Aston-Reese played 10 regular-season games with Wilkes-Barre/Scranton of the American Hockey League before suffering an injury that forced him to miss the entire playoffs.
"It was fun," Aston-Reese said of his experience. "The whole team down there was great and there were two really good leaders, Kevin Porter and Tom Kostopoulos. I was fortunate enough to play with them and they gave me a lot of good advice."
Aston-Reese's scoring touch translated in those 10 games, as he recorded three goals and eight points. His biggest takeaway was that the closer you get to the NHL, the harder it gets and the more work you have to put in.

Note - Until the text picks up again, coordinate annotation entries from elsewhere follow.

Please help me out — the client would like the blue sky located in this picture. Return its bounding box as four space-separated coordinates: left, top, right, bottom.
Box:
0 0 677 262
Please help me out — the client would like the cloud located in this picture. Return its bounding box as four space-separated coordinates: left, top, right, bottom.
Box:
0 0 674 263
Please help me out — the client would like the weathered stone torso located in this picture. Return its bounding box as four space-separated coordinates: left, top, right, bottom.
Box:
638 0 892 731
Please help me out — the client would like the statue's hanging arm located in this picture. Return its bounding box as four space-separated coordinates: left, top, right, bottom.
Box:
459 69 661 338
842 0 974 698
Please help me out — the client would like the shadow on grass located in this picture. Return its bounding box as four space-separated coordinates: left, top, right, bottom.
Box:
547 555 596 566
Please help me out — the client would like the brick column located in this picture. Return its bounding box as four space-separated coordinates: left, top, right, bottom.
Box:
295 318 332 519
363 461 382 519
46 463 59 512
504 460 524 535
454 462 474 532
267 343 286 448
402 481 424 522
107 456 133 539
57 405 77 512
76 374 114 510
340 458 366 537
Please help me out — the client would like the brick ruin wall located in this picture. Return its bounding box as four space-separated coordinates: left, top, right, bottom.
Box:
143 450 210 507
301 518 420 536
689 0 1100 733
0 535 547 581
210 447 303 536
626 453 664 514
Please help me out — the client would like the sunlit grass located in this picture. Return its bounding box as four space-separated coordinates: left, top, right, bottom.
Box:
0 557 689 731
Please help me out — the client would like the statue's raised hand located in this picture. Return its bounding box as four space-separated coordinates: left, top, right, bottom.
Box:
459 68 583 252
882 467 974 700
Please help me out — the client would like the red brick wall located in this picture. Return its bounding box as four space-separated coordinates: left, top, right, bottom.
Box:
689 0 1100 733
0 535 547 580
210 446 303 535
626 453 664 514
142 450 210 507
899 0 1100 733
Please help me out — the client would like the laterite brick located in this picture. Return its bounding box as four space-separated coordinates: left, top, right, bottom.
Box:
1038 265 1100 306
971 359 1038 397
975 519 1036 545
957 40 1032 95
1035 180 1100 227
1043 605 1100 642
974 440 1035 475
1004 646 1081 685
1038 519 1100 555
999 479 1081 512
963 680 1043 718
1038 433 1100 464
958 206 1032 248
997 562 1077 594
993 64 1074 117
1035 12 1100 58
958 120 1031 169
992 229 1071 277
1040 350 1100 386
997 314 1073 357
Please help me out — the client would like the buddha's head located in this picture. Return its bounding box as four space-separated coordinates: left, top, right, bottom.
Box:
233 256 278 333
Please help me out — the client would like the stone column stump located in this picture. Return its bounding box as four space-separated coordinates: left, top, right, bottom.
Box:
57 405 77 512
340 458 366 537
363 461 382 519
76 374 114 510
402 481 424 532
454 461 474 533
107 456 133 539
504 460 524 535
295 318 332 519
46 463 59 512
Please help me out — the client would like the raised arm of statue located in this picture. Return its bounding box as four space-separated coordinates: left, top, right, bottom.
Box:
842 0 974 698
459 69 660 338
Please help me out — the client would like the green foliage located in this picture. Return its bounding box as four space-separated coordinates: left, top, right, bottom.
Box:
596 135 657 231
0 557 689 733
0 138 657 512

"The biggest thing I noticed is that guys were a lot stronger," he said. "Guys are older and they've been doing this for years and the puck transition's a lot quicker at that level. It's not that it's much quicker, but everyone's better and everyone's making the right plays."
Moving forward, Aston-Reese wants to work on adding that quickness into his game.
"I think the biggest thing is just getting that quickness right off the block, those first three steps," he said. "You see guys get the puck on the wall in the Dzone and just being able to get up ice and keep up the pace, especially with the Penguins organization. That's one thing they key on, is playing with pace."
During his time at Northeastern, Aston-Reese worked on becoming a north-south player like Chris Kunitz.
"He was a college free agent, too, and kind of a goal scorer his last couple years in college," Aston-Reese said. "Just made a career for himself playing with good guys and being able to put the puck in the back of the net."
Kunitz is also known for being willing to go to the dirty areas, something Aston-Reese excels at. Guerin called Aston-Reese an 'honest, hard-playing player' who does his best in the ugly areas.
"That's kind of been what I've been developing the last couple of years at Northeastern, and I think that kind of showed with my production throughout my four years there," Aston-Reese said of his net-front presence.
Kunitz isn't the only Pens player on Aston-Reese's radar. He's also watched the progression of young former college players like Bryan Rust, Conor Sheary and Scott Wilson, saying their development over such a short period of time after turning pro is 'eye-opening.' But while he's impressed with how impactful they've been at the NHL level, Aston-Reese more focused on his own development and what he needs to do to get here.
"I haven't really heard too much yet as far as next year," Aston-Reese said. "I think I set my own goals, and that's for me to come in and just prove that I belong up here."